How to improve staffing in long-term care facilities
Optimum staffing in long-term care facilities is crucial to maintain a good quality of patient care and keep workload pressure on each employee at bay.
But a shortage of skilled workers has made staffing in long-term-care facilities challenging. The long-term care worker shortage can be overcome by following some of the tips explained below.
1) Improve the long-term care challenge
By improving overall sector oversight, renewing performance measurements, and developing strong and coherent philosophies of care, an organization can do a cultural shift to a more respectful team.
This kind of culture would help employees to work in the facility for longer periods of time and reduce the employee turnover rate.
2) Reduce workload and improve working conditions
Offer competitive compensation, protect them from physical, emotional, or mental burnout, and increase levels of charting and documentation. All these will increase employee retention within long-term care facilities.
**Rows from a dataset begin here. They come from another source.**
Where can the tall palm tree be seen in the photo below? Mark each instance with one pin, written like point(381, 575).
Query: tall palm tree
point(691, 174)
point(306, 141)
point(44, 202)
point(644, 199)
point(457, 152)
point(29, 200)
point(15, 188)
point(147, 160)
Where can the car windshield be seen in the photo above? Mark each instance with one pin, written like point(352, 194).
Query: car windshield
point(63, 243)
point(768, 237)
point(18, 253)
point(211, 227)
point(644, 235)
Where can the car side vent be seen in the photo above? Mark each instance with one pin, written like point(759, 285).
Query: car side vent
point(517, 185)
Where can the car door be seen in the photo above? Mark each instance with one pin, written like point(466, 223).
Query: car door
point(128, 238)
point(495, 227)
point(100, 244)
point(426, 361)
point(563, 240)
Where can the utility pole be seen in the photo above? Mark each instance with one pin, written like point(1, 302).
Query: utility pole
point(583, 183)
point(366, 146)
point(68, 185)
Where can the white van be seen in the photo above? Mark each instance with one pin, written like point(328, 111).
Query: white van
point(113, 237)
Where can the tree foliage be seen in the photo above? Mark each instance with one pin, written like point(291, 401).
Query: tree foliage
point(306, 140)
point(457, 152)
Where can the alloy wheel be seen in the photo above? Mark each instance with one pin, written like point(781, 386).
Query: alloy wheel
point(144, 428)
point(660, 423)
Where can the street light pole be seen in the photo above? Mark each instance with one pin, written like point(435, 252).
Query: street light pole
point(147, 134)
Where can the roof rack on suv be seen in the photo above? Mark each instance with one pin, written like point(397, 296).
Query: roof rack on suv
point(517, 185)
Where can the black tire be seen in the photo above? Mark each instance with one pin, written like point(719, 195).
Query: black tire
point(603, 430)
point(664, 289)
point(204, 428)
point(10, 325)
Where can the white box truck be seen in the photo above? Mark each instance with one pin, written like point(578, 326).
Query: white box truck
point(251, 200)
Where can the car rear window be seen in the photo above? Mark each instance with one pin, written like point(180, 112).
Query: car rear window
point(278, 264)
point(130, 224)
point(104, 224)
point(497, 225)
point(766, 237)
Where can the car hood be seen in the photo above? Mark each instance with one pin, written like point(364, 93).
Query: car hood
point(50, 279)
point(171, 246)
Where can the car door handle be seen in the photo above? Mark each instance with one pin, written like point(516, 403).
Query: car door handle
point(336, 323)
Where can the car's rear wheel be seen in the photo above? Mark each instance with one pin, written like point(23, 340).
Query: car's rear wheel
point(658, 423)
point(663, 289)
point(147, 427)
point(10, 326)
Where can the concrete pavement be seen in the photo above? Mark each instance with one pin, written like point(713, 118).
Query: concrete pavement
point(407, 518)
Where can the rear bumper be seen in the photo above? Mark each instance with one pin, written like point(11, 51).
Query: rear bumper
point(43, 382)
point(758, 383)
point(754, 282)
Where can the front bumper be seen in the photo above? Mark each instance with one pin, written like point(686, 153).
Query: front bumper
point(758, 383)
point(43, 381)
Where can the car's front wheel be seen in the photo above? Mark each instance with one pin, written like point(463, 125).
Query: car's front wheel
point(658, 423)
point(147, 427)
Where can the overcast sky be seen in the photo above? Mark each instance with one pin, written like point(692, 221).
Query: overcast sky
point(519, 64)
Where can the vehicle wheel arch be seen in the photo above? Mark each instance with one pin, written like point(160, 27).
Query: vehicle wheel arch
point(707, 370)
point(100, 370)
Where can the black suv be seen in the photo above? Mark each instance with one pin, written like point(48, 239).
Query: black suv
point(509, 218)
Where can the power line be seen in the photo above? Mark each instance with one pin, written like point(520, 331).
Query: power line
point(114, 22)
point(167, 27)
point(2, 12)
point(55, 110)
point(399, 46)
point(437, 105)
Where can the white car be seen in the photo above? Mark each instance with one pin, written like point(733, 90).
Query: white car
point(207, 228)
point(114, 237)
3) Attract the right employees and offer them opportunities to learn and grow.
The employees in long-term care facilities are required to work with patients who are aged or people who require more care even after getting discharged from hospitals.
This requires an employee with high compassion, patience, and the ability to work in stressful conditions.
So along with looking at their academic skills a long-term care facility has to check for their interpersonal skills also.
4) Improve effective leadership and access to specialists
Medical directors must expand the use of nurses and ensure access to strong inspection prevention and control and expertise and increase to specialists.
This attracts good-quality candidates and retains them for a longer time.